10. Level 9 — End-to-End Encryption

In E2EE, the server stores only ciphertext. It cannot read your messages — only the intended recipient’s device can decrypt them.

Key concepts:

Alice's device

🔑 Alice private key

🔓 Bob public key

→

Encrypt message

→

Server (ciphertext only)

Bob's device

🔑 Bob private key

→

Decrypt ciphertext

→

Plaintext message

The Signal Protocol (Double Ratchet Algorithm):

-- Key agreement: X3DH (Extended Triple Diffie-Hellman)
-- Each party publishes a "pre-key bundle" to the server
-- Session established without both parties being online simultaneously

-- Double ratchet: new key per message
-- Two ratchets running in parallel:
--   1. Diffie-Hellman ratchet: new DH key on each round trip
--   2. Symmetric ratchet: chain key advances on each message
-- Result: forward secrecy + break-in recovery

-- Apps using Signal protocol: WhatsApp, Signal, iMessage (partial)

Why this matters for system design:

The server’s message store contains only encrypted blobs — a Cassandra data leak exposes ciphertext, not content.
Search, spam filtering, and content moderation become impossible on-server — a deliberate privacy tradeoff.
Multi-device support requires key exchange with each device separately.

11. Interactive: Mini Chat Demo

Two users, one conversation. Type and send messages as Alice or Bob.

12. Capacity Estimation

Metric	Assumption	Result
Concurrent WebSocket connections	50M concurrent users, 1 connection each	50M connections
Chat Servers needed	100K connections per server	~500 servers
Message throughput	100B messages/day (WhatsApp scale)	~1.16M msg/sec
Peak throughput (3× avg)	Evening spike factor	~3.5M msg/sec
Message storage per day	100B msgs × 200 bytes avg (with metadata)	~20 TB/day
Annual storage (3× replication)	20 TB × 365 × 3 replicas	~22 PB/year
Kafka throughput	3.5M msg/sec × 200 bytes	~700 MB/sec
Presence service memory	50M users × 100 bytes (userId + serverId + TTL)	~5 GB RAM
Fan-out at group scale	1M groups msgs/min × 500 members	~8.3M deliveries/sec

Cassandra cluster sizing: At 3.5M writes/sec with 3× replication = 10.5M write ops/sec across the cluster. At ~50K writes/sec per Cassandra node, you need ~210 nodes. With commodity hardware (3 TB SSD each), that is ~630 TB raw capacity — covered.

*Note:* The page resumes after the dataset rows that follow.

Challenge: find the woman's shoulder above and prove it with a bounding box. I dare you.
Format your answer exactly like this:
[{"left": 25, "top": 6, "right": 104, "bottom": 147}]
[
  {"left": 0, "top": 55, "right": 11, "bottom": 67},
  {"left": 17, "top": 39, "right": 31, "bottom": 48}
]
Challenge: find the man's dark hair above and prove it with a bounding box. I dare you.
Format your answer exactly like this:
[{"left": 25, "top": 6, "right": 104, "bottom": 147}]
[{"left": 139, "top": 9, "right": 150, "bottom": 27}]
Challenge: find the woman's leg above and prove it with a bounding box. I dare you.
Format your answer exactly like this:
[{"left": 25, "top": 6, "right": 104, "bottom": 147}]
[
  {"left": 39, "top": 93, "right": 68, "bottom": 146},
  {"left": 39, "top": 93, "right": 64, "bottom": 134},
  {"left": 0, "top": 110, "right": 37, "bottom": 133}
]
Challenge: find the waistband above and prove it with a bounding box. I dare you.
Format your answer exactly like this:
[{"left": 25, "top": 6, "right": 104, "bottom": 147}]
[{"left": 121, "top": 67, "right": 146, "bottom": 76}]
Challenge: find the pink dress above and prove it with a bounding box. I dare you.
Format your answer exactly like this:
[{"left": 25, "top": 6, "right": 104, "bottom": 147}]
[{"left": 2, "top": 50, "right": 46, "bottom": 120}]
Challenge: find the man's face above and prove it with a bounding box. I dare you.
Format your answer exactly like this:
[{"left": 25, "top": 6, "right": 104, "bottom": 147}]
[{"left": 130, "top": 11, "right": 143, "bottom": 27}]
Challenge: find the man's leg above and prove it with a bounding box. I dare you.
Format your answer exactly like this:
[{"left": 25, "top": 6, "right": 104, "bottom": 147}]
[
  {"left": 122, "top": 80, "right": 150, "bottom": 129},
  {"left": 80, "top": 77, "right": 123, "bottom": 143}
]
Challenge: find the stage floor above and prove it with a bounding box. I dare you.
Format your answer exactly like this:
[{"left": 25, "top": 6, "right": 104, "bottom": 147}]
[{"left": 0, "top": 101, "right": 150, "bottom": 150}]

Kafka sizing: 700 MB/sec write × 3 replicas = 2.1 GB/sec. At 1 Gbps per broker, you need ~20 Kafka brokers with 7-day message retention (~1.2 PB total Kafka storage).

Summary

The journey from a polling endpoint to a WhatsApp-scale chat system follows a clear progression. Each level solves a specific bottleneck:

Level	Problem Solved	Key Technology
1 — Polling	Works at all	HTTP GET
2 — Long Polling	Latency	HTTP hold-open
3 — WebSockets	Real-time + wasted requests	TCP upgrade
4 — Message Service	Durability + decoupling	Kafka + Cassandra
5 — Snowflake IDs	Ordering at scale	64-bit composite ID
6 — Receipts	✓✓ blue ticks	ACK events over WebSocket
7 — Offline Queue	Durability while disconnected	Redis Lists + TTL
8 — Group Fan-out	499 deliveries from 1 message	Kafka partitions
9 — E2EE	Privacy	Signal protocol

WebSocket connections are stateful — this means you cannot simply add servers behind a load balancer. You need sticky sessions or a pub/sub layer (Redis Pub/Sub or Kafka) so any server can route delivery to any open connection. This is the core operational complexity of running a chat system at scale.

In an interview, the progression from polling to WebSockets to the full distributed architecture demonstrates the ability to start simple, identify bottlenecks, and apply the right tool at each layer. The delivery receipt mechanism and offline queue are the most commonly missed details — knowing them signals depth of understanding.